The camera panned in on the leaders. An almost head on shot clearly showed the horses taking off for the jump.
"YES!" Shouted Stu. Chancer caught his front right foot on the fence. He stumbled, clumsily, letting Thunderstorm take the lead by a length, but his jockey regained his seat and then the race was really on. Both riders had their whips out. They were spurning their horses like there was no tomorrow, and both mounts were rising to the challenge, foam appearing at their mouths.
And then it all fell apart in front of his eyes. Exhausted at the pace of chasing the favourite, Thunderstorm was clearly not up to the final sprint. With surprising swiftness Chancer caught and quickly overtook the contender, galloping in to win by a clear length.
As if they all knew how much Stu had riding on the race, the room fell silent. Ian could say nothing. Instead of walking away with £3000 in his pocket, half of which he could have kept after paying his debt, Stu now had nothing. And worse than that he still had to face Richie Lloyd - broke.
Stu quietly screwed up the betting slip. It fell to the floor to join so many other losers, and a loser himself, Stu left the bookmakers. Ian made no attempt to follow.

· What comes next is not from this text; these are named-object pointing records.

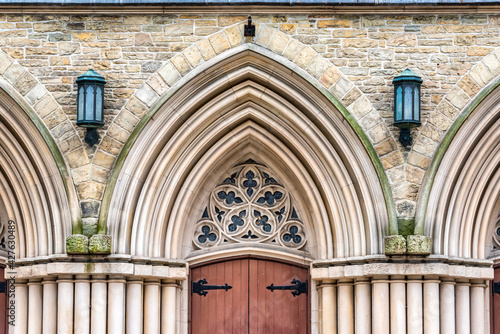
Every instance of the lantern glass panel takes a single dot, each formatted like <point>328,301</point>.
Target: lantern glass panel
<point>89,103</point>
<point>399,104</point>
<point>408,103</point>
<point>416,104</point>
<point>81,104</point>
<point>98,104</point>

He had no speech to give. No begging for forgiveness, for a little more time, for another loan that would surely sort him out - nothing. As he approached his house he saw the BMW parked at the roadside. It was empty, but he was sure that even Richie wouldn`t have done anything to Debbie yet. He`d want to see if Stu had his money first.
The door opened and Richie emerged even as Stu was walking up the path.
Richie grinned. "Morning Stu."
He said nothing, but rather waited to see what would follow. Debbie appeared at the door, and Richie turned and spoke to her. "I`ll be back tomorrow then, same time." He turned and faced Stu again, grinning.
"Now that`s love for you. Not every man has a wife like yours you know. Even though she`s got no money, she`s still willing to pay your debt."
Then he turned and left, leaving Stu, the loser, alone and crying.